A Peptide Nanoregulator Enriched at the Endoplasmic Reticulum for Boosting Fractionated Radiotherapy-Mediated Antitumor Immune Response

Abstract

Fractionated radiotherapy (FRT), typically delivering low-dose radiation of 2 Gy per fraction, has been used as the main clinical treatment regimen for various tumors. However, its therapeutic efficacy is severely hindered by inadequate pro-immunogenic effect and ionizing radiation-induced immunosuppression. Herein, a peptide nanoregulator (SP^ER-NO-Ind) is constructed from self-assembling peptides that can enrich nitric oxide (NO) at the endoplasmic reticulum (ER) and inhibit indoleamine 2,3-dioxygenase (IDO) to enhance FRT-mediated antitumor immunity and reinforce treatment outcomes.
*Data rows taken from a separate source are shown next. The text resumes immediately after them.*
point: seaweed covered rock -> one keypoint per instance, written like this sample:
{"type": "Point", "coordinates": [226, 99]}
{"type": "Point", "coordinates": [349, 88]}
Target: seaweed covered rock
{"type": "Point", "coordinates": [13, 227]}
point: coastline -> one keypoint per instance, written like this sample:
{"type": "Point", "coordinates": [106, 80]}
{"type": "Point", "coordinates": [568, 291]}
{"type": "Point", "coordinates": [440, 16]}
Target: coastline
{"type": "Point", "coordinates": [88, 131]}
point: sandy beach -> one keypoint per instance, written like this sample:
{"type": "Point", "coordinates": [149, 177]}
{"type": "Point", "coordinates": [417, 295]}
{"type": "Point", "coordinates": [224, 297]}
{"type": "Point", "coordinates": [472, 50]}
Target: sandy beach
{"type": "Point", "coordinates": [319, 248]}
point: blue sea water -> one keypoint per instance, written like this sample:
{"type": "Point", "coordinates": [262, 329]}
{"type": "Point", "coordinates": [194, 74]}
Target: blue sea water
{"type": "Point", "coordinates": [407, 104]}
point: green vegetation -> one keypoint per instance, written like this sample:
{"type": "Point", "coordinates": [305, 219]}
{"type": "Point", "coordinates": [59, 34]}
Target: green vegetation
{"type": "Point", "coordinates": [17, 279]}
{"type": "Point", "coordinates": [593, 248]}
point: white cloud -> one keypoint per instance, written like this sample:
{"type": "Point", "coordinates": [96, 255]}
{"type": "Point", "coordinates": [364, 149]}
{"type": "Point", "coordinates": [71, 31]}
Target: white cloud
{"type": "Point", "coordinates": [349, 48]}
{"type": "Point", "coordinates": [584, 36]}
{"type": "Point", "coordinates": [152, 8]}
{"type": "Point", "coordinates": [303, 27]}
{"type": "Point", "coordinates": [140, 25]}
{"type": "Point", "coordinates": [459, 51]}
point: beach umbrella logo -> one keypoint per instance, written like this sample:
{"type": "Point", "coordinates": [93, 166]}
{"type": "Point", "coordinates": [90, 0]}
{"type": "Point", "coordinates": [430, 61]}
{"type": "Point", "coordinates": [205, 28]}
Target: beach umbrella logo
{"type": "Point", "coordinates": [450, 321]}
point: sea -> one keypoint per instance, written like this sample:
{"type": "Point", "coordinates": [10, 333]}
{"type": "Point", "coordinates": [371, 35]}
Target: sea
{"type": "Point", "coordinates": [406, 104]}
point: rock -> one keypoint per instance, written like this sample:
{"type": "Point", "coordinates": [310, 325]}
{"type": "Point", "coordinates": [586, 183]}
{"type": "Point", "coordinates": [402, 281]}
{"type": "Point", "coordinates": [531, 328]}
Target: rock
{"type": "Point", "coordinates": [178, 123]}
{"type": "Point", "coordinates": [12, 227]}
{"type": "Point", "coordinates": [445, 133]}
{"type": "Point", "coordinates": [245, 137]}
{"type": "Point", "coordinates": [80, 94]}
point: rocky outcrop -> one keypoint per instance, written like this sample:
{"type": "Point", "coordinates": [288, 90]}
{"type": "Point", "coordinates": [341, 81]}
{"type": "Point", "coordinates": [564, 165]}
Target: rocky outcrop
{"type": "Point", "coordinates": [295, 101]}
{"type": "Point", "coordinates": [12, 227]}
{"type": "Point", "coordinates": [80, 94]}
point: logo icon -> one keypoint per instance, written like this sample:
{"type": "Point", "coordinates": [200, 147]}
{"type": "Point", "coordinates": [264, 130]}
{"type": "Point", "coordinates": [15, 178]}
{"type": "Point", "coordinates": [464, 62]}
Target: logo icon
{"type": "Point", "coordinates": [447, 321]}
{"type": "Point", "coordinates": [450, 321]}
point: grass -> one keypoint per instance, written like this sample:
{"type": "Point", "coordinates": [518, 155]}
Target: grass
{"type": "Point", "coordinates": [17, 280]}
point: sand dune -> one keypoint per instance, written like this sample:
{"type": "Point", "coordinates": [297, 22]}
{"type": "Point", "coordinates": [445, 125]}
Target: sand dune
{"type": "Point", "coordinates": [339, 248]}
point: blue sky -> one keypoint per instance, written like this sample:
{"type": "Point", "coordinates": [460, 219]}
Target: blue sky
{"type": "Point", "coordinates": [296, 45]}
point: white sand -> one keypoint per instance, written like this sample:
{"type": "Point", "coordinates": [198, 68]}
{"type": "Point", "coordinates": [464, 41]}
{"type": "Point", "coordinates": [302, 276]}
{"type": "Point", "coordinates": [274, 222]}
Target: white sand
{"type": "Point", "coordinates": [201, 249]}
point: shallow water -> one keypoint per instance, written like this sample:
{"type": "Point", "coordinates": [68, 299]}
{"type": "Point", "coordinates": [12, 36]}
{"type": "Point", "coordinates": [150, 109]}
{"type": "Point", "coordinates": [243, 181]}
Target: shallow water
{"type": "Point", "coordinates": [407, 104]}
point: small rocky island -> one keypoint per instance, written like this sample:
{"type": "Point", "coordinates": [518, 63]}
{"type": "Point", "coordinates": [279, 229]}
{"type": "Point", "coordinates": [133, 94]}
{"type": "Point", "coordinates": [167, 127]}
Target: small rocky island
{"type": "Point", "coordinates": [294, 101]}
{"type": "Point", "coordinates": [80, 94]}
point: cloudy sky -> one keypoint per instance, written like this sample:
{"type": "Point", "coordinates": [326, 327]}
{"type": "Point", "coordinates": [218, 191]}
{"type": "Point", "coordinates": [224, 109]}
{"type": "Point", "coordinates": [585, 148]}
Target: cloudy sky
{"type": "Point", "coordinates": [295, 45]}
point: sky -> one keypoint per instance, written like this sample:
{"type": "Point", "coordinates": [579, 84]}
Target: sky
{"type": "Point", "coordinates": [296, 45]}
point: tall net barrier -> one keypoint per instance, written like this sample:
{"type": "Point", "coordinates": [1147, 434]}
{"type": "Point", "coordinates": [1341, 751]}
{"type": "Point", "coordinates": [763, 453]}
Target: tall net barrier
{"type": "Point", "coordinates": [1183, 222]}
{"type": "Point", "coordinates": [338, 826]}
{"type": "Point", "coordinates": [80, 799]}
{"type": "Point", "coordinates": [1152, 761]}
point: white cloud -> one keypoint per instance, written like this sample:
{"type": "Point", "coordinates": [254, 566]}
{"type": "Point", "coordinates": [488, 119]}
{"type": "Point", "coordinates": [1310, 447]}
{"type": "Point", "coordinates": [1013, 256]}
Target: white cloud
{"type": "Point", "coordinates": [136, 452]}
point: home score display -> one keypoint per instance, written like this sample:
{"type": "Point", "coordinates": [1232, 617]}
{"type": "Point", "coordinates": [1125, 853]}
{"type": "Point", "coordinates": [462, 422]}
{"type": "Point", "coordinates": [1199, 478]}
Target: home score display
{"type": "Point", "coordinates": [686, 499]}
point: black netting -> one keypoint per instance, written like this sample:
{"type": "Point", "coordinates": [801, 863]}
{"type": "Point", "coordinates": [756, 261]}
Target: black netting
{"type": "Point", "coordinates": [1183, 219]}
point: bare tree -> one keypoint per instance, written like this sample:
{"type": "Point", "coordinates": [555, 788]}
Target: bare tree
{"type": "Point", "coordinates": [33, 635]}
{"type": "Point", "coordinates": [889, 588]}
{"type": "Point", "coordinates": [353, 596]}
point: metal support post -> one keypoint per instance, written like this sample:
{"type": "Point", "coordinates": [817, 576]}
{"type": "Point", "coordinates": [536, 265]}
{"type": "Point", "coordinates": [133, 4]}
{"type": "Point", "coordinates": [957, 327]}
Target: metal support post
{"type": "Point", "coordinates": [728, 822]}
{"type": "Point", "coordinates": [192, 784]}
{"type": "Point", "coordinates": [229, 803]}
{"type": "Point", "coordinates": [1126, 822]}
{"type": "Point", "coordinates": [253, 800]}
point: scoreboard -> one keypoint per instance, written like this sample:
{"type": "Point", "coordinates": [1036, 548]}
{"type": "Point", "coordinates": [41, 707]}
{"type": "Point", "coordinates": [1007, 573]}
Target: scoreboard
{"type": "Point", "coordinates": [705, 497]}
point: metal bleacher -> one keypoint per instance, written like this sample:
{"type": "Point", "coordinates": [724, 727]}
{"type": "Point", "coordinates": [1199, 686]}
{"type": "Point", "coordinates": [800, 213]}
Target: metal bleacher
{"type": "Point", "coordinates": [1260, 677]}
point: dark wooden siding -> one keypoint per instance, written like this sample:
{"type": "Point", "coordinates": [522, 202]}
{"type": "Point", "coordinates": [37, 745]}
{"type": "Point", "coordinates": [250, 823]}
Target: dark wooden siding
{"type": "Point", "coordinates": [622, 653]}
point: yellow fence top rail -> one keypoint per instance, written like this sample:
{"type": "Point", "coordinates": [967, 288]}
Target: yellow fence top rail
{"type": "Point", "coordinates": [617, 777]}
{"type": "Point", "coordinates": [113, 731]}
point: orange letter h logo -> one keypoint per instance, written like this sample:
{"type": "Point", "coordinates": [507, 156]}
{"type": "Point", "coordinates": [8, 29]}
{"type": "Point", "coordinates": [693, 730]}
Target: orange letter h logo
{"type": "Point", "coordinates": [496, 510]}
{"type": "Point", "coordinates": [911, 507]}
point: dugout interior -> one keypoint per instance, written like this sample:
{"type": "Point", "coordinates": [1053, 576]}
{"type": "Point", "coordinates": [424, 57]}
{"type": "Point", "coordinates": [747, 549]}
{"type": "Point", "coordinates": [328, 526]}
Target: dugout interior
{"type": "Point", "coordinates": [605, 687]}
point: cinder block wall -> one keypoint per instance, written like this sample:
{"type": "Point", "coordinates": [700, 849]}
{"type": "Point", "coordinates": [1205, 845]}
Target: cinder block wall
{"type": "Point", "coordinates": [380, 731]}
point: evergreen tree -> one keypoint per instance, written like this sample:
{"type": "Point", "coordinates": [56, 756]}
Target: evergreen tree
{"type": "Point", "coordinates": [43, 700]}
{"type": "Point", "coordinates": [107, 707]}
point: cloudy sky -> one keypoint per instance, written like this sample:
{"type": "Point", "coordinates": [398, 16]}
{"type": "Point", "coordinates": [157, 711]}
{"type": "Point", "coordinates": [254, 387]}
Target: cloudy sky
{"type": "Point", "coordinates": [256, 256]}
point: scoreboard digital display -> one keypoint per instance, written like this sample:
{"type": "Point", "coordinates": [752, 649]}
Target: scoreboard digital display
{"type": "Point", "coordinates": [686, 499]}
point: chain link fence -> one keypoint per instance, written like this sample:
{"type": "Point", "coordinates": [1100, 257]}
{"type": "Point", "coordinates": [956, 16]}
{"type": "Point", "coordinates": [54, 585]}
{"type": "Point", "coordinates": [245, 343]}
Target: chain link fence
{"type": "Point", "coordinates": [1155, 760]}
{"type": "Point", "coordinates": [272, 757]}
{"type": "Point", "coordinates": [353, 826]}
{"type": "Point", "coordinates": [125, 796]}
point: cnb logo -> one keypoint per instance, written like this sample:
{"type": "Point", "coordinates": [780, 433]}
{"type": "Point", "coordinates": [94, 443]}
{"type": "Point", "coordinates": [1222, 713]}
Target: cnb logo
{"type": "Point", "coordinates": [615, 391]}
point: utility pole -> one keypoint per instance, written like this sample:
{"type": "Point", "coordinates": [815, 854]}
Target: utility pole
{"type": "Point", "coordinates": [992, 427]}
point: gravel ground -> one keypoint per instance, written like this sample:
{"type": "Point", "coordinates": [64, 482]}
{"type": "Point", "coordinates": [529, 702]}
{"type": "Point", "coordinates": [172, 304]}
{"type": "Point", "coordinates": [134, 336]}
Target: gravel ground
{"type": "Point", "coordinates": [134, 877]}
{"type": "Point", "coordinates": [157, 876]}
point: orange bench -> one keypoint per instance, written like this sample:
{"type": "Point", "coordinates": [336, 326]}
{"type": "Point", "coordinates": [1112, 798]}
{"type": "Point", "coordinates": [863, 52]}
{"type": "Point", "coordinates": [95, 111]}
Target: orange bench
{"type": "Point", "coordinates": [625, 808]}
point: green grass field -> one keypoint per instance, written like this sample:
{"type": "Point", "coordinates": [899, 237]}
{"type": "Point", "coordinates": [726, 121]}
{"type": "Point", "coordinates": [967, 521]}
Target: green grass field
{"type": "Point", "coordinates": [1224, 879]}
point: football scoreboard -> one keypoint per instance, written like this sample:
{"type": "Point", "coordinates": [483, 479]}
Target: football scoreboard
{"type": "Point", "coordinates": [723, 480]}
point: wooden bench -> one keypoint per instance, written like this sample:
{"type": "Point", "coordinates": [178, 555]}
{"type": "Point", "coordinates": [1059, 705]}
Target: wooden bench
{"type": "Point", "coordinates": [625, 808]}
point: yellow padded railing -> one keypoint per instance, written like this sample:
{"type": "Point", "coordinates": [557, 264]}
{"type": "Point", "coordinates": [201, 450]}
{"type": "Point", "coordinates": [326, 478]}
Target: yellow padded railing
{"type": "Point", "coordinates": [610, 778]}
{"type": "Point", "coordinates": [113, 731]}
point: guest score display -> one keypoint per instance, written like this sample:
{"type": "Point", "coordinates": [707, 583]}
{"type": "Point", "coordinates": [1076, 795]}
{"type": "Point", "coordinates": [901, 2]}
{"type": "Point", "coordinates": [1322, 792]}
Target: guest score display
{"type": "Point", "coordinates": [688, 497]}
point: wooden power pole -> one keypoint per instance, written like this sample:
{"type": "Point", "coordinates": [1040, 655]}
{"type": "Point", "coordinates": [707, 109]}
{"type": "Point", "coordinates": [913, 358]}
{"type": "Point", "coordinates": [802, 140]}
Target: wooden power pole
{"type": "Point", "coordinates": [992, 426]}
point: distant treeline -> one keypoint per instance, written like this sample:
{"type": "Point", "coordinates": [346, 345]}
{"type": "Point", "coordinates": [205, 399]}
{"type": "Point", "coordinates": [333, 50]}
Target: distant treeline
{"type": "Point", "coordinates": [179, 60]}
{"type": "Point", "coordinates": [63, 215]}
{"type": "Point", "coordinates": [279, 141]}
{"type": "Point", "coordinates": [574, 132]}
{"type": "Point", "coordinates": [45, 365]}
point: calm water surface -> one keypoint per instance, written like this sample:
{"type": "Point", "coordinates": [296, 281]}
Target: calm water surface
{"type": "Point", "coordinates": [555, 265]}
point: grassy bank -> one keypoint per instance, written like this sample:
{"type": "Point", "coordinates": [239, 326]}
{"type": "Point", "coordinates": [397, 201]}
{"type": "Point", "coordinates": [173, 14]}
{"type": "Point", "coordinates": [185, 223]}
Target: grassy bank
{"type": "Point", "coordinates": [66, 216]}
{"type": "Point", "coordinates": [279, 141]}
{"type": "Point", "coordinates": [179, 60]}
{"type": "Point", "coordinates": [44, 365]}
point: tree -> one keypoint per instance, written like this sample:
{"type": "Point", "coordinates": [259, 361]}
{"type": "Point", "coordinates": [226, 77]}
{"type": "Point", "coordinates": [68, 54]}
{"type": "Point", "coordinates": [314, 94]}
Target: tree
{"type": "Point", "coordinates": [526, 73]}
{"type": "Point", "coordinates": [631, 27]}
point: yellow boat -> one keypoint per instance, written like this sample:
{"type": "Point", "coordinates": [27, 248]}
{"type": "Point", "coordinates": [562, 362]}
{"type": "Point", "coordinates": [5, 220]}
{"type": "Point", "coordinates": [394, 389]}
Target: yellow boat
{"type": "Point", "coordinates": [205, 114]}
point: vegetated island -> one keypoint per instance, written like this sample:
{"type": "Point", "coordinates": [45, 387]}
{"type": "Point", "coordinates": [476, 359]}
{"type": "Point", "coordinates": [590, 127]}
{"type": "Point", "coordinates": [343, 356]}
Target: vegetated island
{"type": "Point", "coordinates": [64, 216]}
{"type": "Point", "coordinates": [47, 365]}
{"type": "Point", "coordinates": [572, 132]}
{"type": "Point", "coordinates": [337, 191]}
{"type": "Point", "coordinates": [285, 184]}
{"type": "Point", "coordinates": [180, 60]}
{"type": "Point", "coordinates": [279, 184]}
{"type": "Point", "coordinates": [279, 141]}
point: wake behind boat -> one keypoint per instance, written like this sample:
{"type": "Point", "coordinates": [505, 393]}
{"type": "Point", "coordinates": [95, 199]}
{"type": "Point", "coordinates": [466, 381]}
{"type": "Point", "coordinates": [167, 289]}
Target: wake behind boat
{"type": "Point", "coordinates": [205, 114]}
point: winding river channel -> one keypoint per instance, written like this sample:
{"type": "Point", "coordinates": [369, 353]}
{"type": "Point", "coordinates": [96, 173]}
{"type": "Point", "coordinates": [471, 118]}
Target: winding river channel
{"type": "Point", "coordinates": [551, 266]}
SP^ER-NO-Ind triggered S-nitrosylation of the ryanodine receptor by ER-specific enrichment of NO, triggering the release of Ca²⁺ within ER and induction of robust ER stress. The combination of 2 Gy γ-radiation with SP^ER-NO-Ind induced intense immunogenic cell death (ICD) in ER-stressed 4T1 cells. Furthermore, this nanoregulator inhibited IDO and decreased kynurenine production, reversing FRT-induced immunosuppressive effects. The combined application of FRT and SP^ER-NO-Ind demonstrated superior efficacy in suppressing breast tumor growth, amplifying abscopal effects, and inhibiting metastasis in mice. The SP^ER-NO-Ind treatment achieved a 40% decrease in the total radiation dose while securing equivalent tumor suppression efficacy. Collectively, the work presents a facile approach to augment the efficacy of fractionated radiotherapy for tumors, opening up a new way to enhance the antitumor immune response of radiotherapy.